Interestingly (and unfortunately), The Ink Factory may be about to make its first misstep, and it’s the opposite of the one Marvel has been making. Next on the John le Carré miniseries docket is one of his most famous novels, The Spy Who Came in From the Cold. The problem here is that there isn’t enough material to sustain a miniseries. The literary versions of The Night Manager and The Little Drummer Girl have 564 and 532 pages, respectively; in comparison, The Spy Who Came in From the Cold has 225 pages. They’ll have to stretch that story like Reed Richards to make it fill up six hours of television. (The only thing I can imagine them doing is incorporating the sections of the more recent A Legacy of Spies which add details to the career of The Spy Who Came in From the Cold’s hero, Alec Leamas, but even that isn’t nearly enough for a miniseries.) In fact, The Spy Who Came in From the Cold was already made into a movie, and it was perfectly done, not missing a single beat of the novel in less than two hours – and with a marriage of actor and character in Richard Burton’s Lemas so perfect it’s a fool’s game to attempt to equal it. The Ink Factory used to understand this; their first forays into le Carré adaptations were A Most Wanted Man in 2014 and Our Kind of Traitor in 2016, based on books that were 321 and 306 pages. Those movies were stellar (impressively so in Traitor’s case, as the novel from whence it came is dull as dishwater), and they would have floundered as miniseries. So too, I fear, will The Spy Who Came in From the Cold.

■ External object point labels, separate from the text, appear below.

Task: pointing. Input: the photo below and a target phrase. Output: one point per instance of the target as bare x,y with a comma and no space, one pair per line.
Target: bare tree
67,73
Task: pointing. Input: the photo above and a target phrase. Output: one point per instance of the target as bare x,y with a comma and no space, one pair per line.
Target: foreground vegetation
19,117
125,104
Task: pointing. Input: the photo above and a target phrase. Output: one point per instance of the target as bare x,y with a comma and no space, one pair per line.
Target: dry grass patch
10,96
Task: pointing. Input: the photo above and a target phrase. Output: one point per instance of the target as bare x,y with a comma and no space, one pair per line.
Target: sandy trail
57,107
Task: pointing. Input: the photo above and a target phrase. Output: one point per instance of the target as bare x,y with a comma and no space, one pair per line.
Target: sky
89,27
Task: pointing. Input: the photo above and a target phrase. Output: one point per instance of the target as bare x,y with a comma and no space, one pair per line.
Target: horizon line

With their next miniseries – assuming the ones that have already been produced are lost causes, which may be unfair but is also smart gambling – Marvel should make the writers’ room watch The Night Manager and The Little Drummer Girl (and fire anyone who considers this a chore) and learn from them. Streamline your story as best you can, make all subplots, supporting characters, and twists serve it, and use the padded screen time to explore the characters and their arcs rather than jam in as many references and distractions as possible. With a good structure in place, they can then concentrate on making the stories the best they can be, but that’s a whole other article.